As part of a unanimous decision made at the Berkeley City Council meeting this week, medical marijuana dispensaries are now required to give more of their cannabis to low-income residents.
The vote changed the city’s rule so that medical cannabis dispensaries are now required to provide two percent, by weight, of their marijuana to low-income Berkeley residents, an increase from the one percent required previously.
The income cutoff is based on the Department of Housing and Urban Development’s definition of “very low income,” which applies to those who make 50 percent of their area’s median income or $46,000 per year for a family of four.
Sean Luse, Chief Operating Officer at the dispensary Berkeley Patients Group, said the people who often need medical marijuana the most are those who cannot afford it because they’ve become unemployed due to illness. Berkeley Patient’s Group has run a program called the Helping Hands Project, which has given free medical cannabis to low-income patients for more than 15 years.
“It’s a great program and we’re glad that the city is mandating that everybody participate in it,” he said.
According to Charley Pappas, a member of the Medical Cannabis Commission, only around a quarter of those buying from Berkeley dispensaries are actually from Berkeley. Still, Councilmember Kriss Worthington said the new two percent rule will “help the bottom line.”
The council also voted to move forward with a fourth dispensary.

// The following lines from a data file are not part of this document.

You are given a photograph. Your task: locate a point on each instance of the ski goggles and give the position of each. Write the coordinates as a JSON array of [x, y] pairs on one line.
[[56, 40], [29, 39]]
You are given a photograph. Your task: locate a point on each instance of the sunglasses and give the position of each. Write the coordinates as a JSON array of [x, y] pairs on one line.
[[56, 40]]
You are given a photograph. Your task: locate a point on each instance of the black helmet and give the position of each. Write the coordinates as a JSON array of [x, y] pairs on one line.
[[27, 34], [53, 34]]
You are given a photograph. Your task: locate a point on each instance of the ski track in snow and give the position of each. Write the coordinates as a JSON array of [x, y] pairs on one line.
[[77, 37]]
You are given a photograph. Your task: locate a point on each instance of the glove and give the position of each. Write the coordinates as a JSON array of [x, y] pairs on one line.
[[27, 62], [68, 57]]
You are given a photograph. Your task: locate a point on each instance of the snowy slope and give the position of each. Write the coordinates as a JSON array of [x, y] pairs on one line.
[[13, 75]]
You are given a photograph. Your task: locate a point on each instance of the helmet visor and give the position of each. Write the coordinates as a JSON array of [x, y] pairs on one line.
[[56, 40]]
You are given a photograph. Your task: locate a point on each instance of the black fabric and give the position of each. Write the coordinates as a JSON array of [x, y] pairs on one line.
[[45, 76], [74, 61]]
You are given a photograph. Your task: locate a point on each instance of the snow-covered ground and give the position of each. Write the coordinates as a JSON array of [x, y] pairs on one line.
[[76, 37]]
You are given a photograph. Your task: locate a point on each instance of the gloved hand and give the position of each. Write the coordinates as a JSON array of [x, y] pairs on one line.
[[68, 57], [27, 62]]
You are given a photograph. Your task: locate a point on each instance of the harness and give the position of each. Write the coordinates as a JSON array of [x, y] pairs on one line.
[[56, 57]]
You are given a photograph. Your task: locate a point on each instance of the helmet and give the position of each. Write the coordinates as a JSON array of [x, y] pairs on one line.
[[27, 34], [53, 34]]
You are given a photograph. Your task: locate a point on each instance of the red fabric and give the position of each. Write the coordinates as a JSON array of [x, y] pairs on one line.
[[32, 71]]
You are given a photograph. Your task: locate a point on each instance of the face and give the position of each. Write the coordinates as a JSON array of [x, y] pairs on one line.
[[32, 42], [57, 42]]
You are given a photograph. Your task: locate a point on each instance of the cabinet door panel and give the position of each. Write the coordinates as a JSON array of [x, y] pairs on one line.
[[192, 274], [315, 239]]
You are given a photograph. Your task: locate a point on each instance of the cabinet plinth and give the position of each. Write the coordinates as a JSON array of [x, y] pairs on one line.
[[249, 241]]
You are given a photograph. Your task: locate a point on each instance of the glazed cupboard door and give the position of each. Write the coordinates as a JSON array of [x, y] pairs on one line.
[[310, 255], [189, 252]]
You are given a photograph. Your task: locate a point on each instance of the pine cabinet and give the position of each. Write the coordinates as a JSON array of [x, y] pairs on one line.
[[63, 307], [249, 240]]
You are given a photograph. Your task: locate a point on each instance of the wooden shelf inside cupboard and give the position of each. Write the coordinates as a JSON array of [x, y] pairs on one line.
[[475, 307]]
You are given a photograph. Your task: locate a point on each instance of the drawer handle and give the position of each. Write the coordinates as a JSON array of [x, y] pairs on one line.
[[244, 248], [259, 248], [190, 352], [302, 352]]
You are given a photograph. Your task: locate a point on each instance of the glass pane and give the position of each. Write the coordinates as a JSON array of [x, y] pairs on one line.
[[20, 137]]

Although the rule change was already approved by voters as a 2010 ballot measure, Measure T, and the ordinance was proposed last year, numerous delays slowed the process.
At a June meeting, the council accepted nearly all of the recommendations previously proposed by the Medical Cannabis Commission, except their request for up to six dispensaries being allowed in Berkeley. The council opted to consider it in a year.
“I think it’s unfortunate that we’re not doing it now, because I think that the more patients that get brought into a clean, safe, organized place, the better,” Worthington said. “There’s enough demand … Increasing (the number of dispensaries) to six is going to improve public safety and get people off the streets.”
Berkeley’s hundreds of collectives, which are residential, non-business medical cannabis sources — as opposed to dispensaries, which are considered businesses — don’t help curb demand for cannabis because they are small and rather exclusive, Worthington said.
Additionally, according to the July 1 city staff report, the city has collected more than $600,000 in taxes from the existing dispensaries and their providers in the 2014 fiscal year.
“My number one concern is getting protection for the patients,” Worthington said. “The fact that the city gets a little tax money is a bonus.”